2 Responses to “So What Does The Red List “Do”?”

  1. 1.   Marion Delgado Says:
    February 6th, 2010 at 11:54 pm

    By the way, Tom Philpott at grist, in his beyond excellent review of Michael Specter’s Denialism, speaks for a good many environmentalists. He explains why we do not feel well-served by the skeptic community – which has to a considerable extent decided it’s identical to the cyberlibertarian community and which tries to, frankly, sneak unscientific ideas, some of them quite harmful, on board “skepticism” as a Trojan Horse.

    http://www.grist.org/article/2009-10-31-michael-specter-denialism-organic-GMO/

    Don’t be fooled by the URL, because the review runs through the entire book and points out all the unreasonable positions masquerading as representing science. Specter is a poster boy for people who simply want a break where they “smash” environmentalism and push their own free market ideology and see their alleged role of defending science as a handy club, instead of a goal in and of itself.

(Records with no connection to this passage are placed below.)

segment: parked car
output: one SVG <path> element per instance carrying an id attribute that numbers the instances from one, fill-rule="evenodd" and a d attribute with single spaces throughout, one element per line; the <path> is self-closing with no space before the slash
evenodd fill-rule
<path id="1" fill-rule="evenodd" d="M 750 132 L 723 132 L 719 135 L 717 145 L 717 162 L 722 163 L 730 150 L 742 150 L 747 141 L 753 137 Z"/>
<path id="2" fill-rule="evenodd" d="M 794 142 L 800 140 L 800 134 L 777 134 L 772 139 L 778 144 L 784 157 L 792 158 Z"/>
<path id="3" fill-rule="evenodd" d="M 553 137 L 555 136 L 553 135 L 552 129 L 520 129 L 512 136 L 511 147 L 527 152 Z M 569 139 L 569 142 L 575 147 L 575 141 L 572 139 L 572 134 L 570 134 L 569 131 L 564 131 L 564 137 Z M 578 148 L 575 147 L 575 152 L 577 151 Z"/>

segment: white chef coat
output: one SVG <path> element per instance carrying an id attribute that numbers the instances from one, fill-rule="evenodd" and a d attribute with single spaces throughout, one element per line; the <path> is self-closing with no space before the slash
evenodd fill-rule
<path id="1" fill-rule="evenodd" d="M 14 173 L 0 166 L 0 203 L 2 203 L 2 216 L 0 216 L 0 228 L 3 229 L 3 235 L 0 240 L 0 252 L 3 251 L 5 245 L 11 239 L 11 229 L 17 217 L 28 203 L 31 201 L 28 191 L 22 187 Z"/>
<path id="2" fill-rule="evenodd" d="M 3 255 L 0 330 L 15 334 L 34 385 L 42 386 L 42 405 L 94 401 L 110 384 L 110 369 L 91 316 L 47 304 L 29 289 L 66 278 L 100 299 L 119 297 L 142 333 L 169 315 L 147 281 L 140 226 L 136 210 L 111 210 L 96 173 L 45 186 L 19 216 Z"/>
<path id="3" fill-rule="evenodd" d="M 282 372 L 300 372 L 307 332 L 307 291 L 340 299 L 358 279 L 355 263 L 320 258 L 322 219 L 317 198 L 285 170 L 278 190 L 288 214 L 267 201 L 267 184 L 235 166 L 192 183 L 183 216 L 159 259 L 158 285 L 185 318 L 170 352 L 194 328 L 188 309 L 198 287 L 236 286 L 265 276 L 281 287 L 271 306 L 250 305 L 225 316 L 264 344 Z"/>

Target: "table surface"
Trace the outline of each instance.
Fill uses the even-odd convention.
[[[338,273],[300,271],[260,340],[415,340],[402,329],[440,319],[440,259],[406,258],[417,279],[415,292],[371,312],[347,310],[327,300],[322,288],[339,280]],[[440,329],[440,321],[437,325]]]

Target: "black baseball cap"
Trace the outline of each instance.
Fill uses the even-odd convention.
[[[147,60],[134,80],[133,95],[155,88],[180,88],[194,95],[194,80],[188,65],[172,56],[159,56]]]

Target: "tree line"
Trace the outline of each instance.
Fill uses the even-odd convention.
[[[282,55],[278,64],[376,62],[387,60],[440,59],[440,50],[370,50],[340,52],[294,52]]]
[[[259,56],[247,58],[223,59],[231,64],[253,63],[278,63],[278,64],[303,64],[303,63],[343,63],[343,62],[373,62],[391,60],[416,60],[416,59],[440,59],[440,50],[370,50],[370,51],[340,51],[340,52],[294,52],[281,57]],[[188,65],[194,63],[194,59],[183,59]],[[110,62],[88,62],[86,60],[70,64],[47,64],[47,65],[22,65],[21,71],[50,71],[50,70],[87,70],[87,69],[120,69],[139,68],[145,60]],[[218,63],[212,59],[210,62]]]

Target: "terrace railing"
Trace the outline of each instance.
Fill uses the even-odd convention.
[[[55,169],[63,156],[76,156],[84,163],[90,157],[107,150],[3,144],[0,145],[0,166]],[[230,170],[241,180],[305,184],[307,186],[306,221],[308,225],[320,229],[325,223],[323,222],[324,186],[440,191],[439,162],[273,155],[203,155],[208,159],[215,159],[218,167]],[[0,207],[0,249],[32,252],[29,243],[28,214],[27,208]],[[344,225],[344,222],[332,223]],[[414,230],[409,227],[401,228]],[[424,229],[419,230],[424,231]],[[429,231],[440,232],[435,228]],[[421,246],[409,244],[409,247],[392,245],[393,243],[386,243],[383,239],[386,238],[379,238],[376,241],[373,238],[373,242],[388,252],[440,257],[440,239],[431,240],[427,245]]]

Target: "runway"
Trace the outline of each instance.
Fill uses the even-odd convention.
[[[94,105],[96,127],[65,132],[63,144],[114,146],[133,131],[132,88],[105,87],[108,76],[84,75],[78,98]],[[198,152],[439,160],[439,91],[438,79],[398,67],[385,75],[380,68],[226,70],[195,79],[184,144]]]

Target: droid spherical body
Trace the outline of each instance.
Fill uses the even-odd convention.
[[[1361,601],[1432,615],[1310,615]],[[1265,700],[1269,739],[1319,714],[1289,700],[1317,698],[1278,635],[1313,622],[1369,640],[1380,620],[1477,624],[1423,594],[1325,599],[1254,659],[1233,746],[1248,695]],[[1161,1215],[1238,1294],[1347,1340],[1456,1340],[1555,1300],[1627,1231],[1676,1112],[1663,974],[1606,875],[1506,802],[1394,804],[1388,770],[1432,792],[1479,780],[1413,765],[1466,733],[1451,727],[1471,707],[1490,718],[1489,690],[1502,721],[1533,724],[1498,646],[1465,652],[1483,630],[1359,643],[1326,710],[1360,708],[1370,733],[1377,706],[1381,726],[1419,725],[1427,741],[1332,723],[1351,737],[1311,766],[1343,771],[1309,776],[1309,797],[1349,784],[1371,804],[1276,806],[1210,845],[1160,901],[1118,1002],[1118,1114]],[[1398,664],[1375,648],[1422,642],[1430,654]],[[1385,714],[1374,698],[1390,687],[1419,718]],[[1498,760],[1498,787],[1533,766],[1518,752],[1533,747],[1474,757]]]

    The only thing I would add is that it should confound the libertarian partisans that communist Cuba is one of the biggest boosters of pulling out the stops on artificial life, genetic engineering, cloning, GMOs, etc. both in research and application. The equation of the precautionary principle with unscientific socialism is simply a canard.

  2. 2.   Marion Delgado Says:
    February 6th, 2010 at 11:57 pm

    The reason I think the above is germane is that there’s nothing precisely in the Red List that tells you you should not let species go extinct, or that you should. It’s not normative, and science is not generally, though scientists can take normative value out of science.